Protoheme IX farnesyltransferase, mitochondrial is an enzyme that in humans is encoded by the COX10 gene. Cytochrome c oxidase (COX), the terminal component of the mitochondrial respiratory chain, catalyzes the electron transfer from reduced cytochrome c to oxygen. This component is a heteromeric complex consisting of 3 catalytic subunits encoded by mitochondrial genes and multiple structural subunits encoded by nuclear genes. The mitochondrially-encoded subunits function in electron transfer, and the nuclear-encoded subunits may function in the regulation and assembly of the complex. This nuclear gene, COX10, encodes heme A: farnesyltransferase, which is not a structural subunit but required for the expression of functional COX and functions in the maturation of the heme A prosthetic group of COX. A gene mutation, which results in the substitution of a lysine for an asparagine (N204K), is identified to be responsible for cytochrome c oxidase deficiency.
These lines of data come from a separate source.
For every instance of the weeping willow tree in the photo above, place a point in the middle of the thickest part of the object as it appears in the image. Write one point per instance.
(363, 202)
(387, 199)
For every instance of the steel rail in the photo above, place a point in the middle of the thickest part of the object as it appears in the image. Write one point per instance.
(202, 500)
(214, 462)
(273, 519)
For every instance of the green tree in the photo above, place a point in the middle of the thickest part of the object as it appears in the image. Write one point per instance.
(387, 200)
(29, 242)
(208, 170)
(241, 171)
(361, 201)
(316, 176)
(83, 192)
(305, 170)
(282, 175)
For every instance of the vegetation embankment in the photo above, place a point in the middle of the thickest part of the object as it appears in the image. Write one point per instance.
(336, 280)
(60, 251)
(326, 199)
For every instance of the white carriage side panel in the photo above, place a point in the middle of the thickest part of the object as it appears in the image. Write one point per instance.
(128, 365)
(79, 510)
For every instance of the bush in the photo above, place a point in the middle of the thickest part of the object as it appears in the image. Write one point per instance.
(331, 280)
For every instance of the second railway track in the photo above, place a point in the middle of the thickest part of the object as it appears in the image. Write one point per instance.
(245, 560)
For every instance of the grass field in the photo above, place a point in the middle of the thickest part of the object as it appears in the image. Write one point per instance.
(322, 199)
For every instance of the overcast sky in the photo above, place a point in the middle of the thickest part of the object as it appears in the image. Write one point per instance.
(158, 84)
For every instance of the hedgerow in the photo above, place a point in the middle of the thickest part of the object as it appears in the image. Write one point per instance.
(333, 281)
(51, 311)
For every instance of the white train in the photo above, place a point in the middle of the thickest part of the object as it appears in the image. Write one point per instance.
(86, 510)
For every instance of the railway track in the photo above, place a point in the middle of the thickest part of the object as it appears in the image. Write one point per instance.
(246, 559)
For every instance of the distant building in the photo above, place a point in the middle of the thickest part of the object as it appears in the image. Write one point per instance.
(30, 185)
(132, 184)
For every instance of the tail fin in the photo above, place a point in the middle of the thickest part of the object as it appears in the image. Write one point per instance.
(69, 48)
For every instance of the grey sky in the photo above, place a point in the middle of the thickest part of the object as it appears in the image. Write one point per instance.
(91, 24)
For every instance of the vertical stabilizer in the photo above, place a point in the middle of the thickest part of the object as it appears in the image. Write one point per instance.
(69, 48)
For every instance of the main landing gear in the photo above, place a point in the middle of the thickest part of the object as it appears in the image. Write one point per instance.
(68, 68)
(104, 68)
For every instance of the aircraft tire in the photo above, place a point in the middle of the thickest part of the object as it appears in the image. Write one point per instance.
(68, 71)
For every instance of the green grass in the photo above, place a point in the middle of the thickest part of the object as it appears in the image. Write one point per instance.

In addition, this gene is disrupted in patients with CMT1A (Charcot-Marie-Tooth type 1A) duplication and with HNPP (hereditary neuropathy with liability to pressure palsies) deletion.

Structure 
The COX10 gene is located on the p arm of chromosome 17 in position 12 and spans 139,277 base pairs. The gene produces a 48.9 kDa protein composed of 443 amino acids. This gene has an unusually long 3' untranslated region measuring 1426 base pairs, compared to a 1329 base pair open reading frame. The COX10 gene has 7 exons totaling 135 kilobases in length. This protein is predicted to contain 7-9 transmembrane domains localized in the mitochondrial inner membrane. There are hydrophilic loops between transmembrane domains II/III and VI/VII. This protein is considered a constituent of the mitochondrial inner membrane.

Function 
The protein encoded by COX10 is an assembly factor essential to COX synthesis, participating in the first step of the mitochondrial heme A biosynthetic pathway. It catalyzes the farnesylation of the vinyl group at position C2 of protoheme (heme B) and converts it to heme O.

Clinical Significance 
Mutations in the COX10 gene can result in numerous clinical phenotypes, from tubulopathy and leukodystrophy to Leigh syndrome to fatal infantile cardiomyopathy to a French Canadian form of Leigh Syndrome. A wide variety of symptoms encompassing the entire range of COX deficiency symptoms have been reported, including ataxia, hypotonia, ptosis, lactic acidosis, proximal tubulopathy, anemia, myopathy, hypertrophic cardiomyopathy, sensorineural hearing loss, and leukodystrophy.

In addition, this gene is disrupted in patients with CMT1A (Charcot-Marie-Tooth type 1A) duplication and with HNPP (hereditary neuropathy with liability to pressure palsies) deletion.

Interactions 
This protein interacts with FAM136A.